How the Palm Oil Product Fits With a Theoretical Model of a Supply Chain
From the onset, palms are grown in the fields until maturity, upon which they are harvested. Palm farming can either be subsistence or large-scale so that people who harvest the product from small farms sell them to companies who may accumulate the palms before transportation. After harvesting, the product is then transferred to the mills through road, train, or any other available method. At the mills, the product is reduced into granules using available specialized equipment. Depending on the supply chain setup, the finished goods are collected at a collection port to accumulate them, which means that they would be transported in bulk to minimize the number of trips and the associated transport costs.

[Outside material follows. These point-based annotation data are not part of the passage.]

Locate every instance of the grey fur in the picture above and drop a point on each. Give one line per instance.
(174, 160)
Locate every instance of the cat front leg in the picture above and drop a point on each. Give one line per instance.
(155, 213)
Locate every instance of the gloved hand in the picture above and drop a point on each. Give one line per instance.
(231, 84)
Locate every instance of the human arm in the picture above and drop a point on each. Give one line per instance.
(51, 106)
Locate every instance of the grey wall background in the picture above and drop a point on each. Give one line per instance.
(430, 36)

The product is then transferred to a refinery industry for further processing; the plant may also store it temporarily, awaiting subsequent handling. The refinery has a fractionating column that aids in separating the palm components such as stearin, and olein, which is the principal constituent. Manufacturers can then use stearin to make margarine. The business could make other products such as cookies. Once finished goods have been manufactured, the company has to identify the best distribution channels to ensure broad market attainment. Some of the distribution channels which firms can consider include vendors, wholesalers, and retailers.
The Key Issues Within the Supply Chain
There is a need for effective risk management in the supply chain. It is essential for success in incidents such as natural disasters, unsettled bills, and transport disruption. The process will help in preventing losses and provide mitigation methods if risks happen. Managing perils will also help to safeguard an organization’s reputation and promote customer satisfaction. On the other hand, the supply chain should be flexible to bear the uncertainty in the market which is caused by socio-political events and changes in customer demands. Flexibility refers to an organization’s ability to efficiently respond to changes in time, product cost, and performance. Flexible supply chains are adaptable to market shifts and responsive to changes in demand and supply.

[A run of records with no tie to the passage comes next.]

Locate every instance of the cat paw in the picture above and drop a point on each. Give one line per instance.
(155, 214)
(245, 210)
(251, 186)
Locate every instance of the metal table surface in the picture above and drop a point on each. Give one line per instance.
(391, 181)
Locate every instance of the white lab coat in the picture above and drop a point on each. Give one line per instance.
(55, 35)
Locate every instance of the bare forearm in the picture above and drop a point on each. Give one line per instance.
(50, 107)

Potential Areas for Development and Improvement Along the Supply Chain
This paper will use the transaction cost economics theory to highlight some of the palm supply chain areas, which can be improved. According to Fayezi and Zomorrodi (2016), the concept holds that the cost of the good or service should comprise all the hidden costs during an economic exchange. The theory argues that for an organization to achieve economic efficiency, it has to strategize on reducing the costs of exchange. It states that each transaction generates coordination costs of supervising, controlling, and managing dealings. Since Fayez and Zomorrodi credit this model with the ability to solve several issues in the supply chain, this study will apply it in resolving some areas of concern in the palm oil scenario.
Risk Management
The supply chain requires the stakeholders to have a comprehensive procedure to manage risks with regards to traceability of mills, risk assessment, and encouraging physical certification and authentication. This enables the participants to focus their energy and resources on matters and areas of most significant hazard to order their activities, collaboration efforts, and investment in suitable ways. When the risks are adequately mitigated, the cost of exchange will be reduced, for example averting perils such as losses due to bad roads by optimizing or repairing roads.
Time Management
Shortening the time taken in moving products from one stage to another will minimize direct transport costs. One way of shortening the transport duration is to optimize routes, build mills, and collect points closer together and near the agricultural fields. Since the main aim of transaction cost theory is to reduce expenses as much as possible, there is a need to reduce the time and distance of moving products.
Flexibility
The supply chain needs to be flexible in how it works. It should be dynamic and able to respond to customer demands as they arise. In essence, the framework should be as agile as possible to achieve adaptability. For instance, if a user’s demand for palm oil reduces, the producers should consider a broader market to spread the risk or reduce their output volume. The move can help in reducing losses that may be related to transport costs and inventory management.
Quality Management
Good quality goods produced to meet customers’ growing demands would mean that the latter receive value for money. If stakeholders can consider improving product usefulness, clients will be motivated to buy them. The organization may not sell Low-quality items promptly, resulting in a high cost of maintaining inventory. Furthermore, the products could be spoilt, or the business may decide to sell at a throw-away price; these will automatically attract losses and additional expenses.
References
Fayezi, S., & Zomorrodi, M. (2016). Supply chain management: Developments, theories, and models. In Christiansen, B. (Ed.), Handbook of Research on Global Supply Chain Management (pp. 313-340). IGI Global.